Tahun 2018, Korban Tewas Kecelakaan Pesawat Naik Tajam
Basarnas berhasil mengevakuasi satu kantong jenazah korban kecelakaan pesawat Lion Air PK-LQP, Jumat, 9 November 2018. ( Foto: Dok. Basarnas )
Unggul Wirawan / WIR Kamis, 3 Januari 2019 | 21:10 WIB

Den Haag-Aviation Safety Network (ASN) melaporkan terjadi kenaikan tajam hingga lebih dari 1.000% dalam kematian akibat kecelakaan udara pada tahun 2018. Pada Rabu (2/1), kecelakaan pesawat menewaskan 556 orang tahun lalu dibandingkan dengan 44 orang pada 2017.

Tahun 2018 menunjukkan peningkatan tajam dalam kematian akibat tabrakan udara dibandingkan dengan 2017. Tetapi berdasarkan statistik, tahun 2018 masih merupakan tahun kesembilan teraman dalam catatan ASN.

Kecelakaan sipil terburuk tahun 2018 adalah pada Oktober ketika satu pesawat Lion Air jatuh di Indonesia, menewaskan 189 orang. Padahal tahun 2017 adalah yang paling aman dalam sejarah untuk maskapai komersial tanpa kecelakaan jet penumpang yang tercatat.

Dalam kecelakaan Lion Air di Indonesia, satu pesawat Boeing 737 Max menghujam Laut Jawa tak lama setelah berangkat dari Jakarta. Pesawat itu dianggap belum layak terbang. Pada Juli 2018, kesalahan manusia adalah penyebab kecelakaan pesawat di Kuba yang menewaskan 112 orang

Pada Februari 2018, 66 orang tewas dalam kecelakaan pesawat di pegunungan Zagros Iran. Lalu pada Maret 2018, 51 orang tewas ketika satu pesawat jatuh saat mendarat di bandara Nepal.

Namun, gambaran umum ASN menunjukkan keselamatan angkutan udara telah membaik secara umum selama 20 tahun terakhir.

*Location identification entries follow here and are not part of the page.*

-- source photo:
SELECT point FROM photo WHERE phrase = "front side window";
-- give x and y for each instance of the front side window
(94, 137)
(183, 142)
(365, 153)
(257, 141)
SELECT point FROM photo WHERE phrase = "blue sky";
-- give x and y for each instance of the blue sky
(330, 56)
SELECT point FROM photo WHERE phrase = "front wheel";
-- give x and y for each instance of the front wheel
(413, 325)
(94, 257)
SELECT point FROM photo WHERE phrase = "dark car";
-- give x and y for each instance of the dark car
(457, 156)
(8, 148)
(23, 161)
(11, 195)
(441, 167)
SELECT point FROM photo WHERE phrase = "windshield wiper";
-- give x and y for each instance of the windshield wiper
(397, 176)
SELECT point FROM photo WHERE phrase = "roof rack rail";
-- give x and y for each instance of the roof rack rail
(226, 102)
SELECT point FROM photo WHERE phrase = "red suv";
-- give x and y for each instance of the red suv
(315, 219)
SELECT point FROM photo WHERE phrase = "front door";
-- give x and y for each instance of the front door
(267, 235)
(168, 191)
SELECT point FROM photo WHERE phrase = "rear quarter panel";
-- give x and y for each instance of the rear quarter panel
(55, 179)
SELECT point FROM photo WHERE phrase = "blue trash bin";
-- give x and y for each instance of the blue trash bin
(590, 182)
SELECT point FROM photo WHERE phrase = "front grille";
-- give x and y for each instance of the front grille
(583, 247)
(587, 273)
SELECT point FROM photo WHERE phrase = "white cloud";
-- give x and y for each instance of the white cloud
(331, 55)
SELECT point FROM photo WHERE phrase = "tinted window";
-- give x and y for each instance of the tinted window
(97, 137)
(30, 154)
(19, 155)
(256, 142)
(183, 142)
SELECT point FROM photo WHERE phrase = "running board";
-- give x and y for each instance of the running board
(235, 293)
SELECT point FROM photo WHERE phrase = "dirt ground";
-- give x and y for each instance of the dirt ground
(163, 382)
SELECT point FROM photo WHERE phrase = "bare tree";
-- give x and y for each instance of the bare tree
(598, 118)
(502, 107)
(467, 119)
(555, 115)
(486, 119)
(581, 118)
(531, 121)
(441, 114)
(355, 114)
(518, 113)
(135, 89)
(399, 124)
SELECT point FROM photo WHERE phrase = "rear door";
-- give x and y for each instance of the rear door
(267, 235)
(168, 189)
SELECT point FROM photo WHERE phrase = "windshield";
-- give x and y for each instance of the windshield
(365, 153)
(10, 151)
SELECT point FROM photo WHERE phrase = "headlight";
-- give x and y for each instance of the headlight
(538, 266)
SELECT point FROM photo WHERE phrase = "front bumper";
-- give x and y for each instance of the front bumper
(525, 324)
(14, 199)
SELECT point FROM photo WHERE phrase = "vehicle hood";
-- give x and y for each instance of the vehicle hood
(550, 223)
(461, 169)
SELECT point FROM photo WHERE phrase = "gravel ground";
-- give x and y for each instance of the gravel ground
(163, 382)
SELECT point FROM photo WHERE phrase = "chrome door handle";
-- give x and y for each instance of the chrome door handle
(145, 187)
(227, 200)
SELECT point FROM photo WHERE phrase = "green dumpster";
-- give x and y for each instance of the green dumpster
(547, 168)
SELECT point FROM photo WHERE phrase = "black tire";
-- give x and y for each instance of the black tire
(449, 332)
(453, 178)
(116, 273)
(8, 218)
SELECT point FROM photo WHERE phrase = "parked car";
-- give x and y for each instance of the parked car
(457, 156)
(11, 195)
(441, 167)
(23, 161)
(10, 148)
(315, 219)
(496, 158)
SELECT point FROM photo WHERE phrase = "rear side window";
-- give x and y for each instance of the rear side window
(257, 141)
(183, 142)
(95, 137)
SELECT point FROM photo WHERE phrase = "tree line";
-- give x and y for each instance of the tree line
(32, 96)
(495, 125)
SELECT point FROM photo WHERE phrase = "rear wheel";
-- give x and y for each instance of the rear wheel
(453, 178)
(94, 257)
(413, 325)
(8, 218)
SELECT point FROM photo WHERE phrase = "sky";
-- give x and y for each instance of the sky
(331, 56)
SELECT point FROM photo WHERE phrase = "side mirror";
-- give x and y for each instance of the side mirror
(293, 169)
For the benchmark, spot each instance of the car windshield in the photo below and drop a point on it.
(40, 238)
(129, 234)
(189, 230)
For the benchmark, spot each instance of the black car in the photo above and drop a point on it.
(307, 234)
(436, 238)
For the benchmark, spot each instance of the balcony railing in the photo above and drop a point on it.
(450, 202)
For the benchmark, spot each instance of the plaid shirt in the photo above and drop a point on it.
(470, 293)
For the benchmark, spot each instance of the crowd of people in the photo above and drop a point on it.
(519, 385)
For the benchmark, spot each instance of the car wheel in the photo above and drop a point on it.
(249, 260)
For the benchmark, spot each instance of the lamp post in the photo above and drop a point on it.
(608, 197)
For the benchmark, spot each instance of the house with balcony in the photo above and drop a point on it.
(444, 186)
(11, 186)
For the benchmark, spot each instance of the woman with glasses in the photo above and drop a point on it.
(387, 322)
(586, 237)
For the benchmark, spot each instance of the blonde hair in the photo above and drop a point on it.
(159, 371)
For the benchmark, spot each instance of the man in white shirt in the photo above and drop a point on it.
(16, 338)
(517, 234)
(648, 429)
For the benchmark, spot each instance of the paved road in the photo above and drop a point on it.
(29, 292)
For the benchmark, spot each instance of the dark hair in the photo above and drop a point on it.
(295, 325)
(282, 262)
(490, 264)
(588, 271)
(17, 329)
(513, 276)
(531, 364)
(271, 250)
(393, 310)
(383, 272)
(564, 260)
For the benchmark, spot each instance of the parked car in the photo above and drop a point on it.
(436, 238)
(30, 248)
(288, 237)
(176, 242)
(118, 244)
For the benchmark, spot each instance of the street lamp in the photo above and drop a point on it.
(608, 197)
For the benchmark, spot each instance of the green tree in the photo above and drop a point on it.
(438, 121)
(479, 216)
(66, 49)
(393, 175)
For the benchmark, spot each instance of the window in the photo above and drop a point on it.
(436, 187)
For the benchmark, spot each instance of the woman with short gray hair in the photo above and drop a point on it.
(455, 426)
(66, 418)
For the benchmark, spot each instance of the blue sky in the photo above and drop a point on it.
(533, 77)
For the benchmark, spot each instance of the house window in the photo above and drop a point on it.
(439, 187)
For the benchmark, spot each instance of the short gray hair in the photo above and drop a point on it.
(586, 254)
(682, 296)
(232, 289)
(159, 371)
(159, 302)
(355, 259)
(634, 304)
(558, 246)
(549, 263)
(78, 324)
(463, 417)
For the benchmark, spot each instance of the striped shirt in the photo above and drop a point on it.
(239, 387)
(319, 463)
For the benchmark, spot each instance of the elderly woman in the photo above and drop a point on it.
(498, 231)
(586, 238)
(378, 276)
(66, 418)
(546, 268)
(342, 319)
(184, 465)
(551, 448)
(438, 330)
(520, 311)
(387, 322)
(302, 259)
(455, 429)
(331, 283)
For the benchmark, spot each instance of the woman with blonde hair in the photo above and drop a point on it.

“Jika tingkat kecelakaan tetap sama dengan 10 tahun yang lalu, akan ada 39 kecelakaan fatal tahun lalu. Pada tingkat kecelakaan tahun 2000, bahkan akan ada 64 kecelakaan fatal. Ini menunjukkan kemajuan besar dalam hal keselamatan dalam dua dekade terakhir,” kata CEO ASN Harro Ranter.

Tetapi ASN menyatakan apa yang disebutnya kecelakaan kehilangan kendali (LOC) adalah masalah keamanan utama bagi industri penerbangan karena kecelakaan jenis ini merupakan 10 dari 25 kecelakaan terburuk dalam lima tahun terakhir.